Krokodyle płaczą

 

Choć może właściwiej byłoby napisać, że produkują łzy.

Dawno, dawno temu nad rzeczką, opodal krzaczka mieszkała kaczka, która wiodła spokojne, ale dość ekstrawaganckie kacze życie. Pewnego dnia do kaczki podpłynął krokodyl i ją zeżarł, a potem, świadom popełnionego okropieństwa, rzewnie zapłakał. Wył wniebogłosy, a łzy jego krokodyle lały się strumieniami po twardych jak skała policzkach, do serca boleści pełnego. Całe zajście zobaczył świadek i w świat poszła wiadomość, że z krokodyli nie są żadne gady, a zwykłe mięczaki. Tak też pozostawało do momentu, w którym ktoś zdobył się na odwagę, by im spojrzeć z bliska prosto w oczy. I okolice.

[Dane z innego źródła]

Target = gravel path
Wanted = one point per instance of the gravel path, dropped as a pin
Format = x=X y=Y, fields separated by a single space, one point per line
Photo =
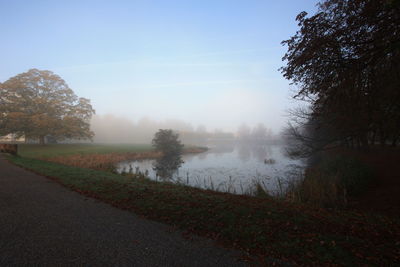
x=45 y=224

Krokodyle produkują łzy tak jak ludzie, bo tak samo muszą nawilżać i oczyszczać oczy. W przerwach pomiędzy leżeniem plackiem na dnie rzeki i czekaniem aż obiad podejdzie do brzegu krokodyle leżą plackiem na lądzie, a wtedy ich oczy narażone są na wysuszanie. Krokodyl to nie żyrafa, która jednym pociągnięciem języka może zmoczyć całą głowę, więc musi ratować się w bardziej konwencjonalny sposób. Wtedy, jak dowiadujemy się ze strony poświęconej krokodylom, oczyszcza i nawilża oczy łzami produkowanymi przez gruczoły łzowe i dystrybuowanymi przez 3 powieki. Czasem zdarza się, że łzy gromadzą się krokodylowi w kącikach oczu, gdy ten przegryza antylopę czy inną gazelę, co daje złudne wrażenie rozpaczy, jednak badacze są zgodni: Nie jest mu smutno.

Ale skąd wziął się pogląd o tym, że krokodyl płacze, gdy pożera swoją ofiarę? Z tej samej, łakomej porywczości, przez którą dzisiaj ludzie powielają informacje o zjadanych przez sen pająkach czy rozdawanych foliach do iPhone’ów. Bartłomiej Anglik, Franciszkanin żyjący w XIII wieku, napisał w swej encyklopedii nauk przyrodniczych, że krokodyl zabija człowieka, po czym szlocha nad jego losem, ale koniec końców i tak go zjada. W XIV wieku informacja ta miała się rozpowszechnić i być powielaną jeszcze w XVIII i XIX wieku. Zapewne i dzisiaj można natknąć się jeszcze na wzmianki o gadach płaczących nad losem ofiar.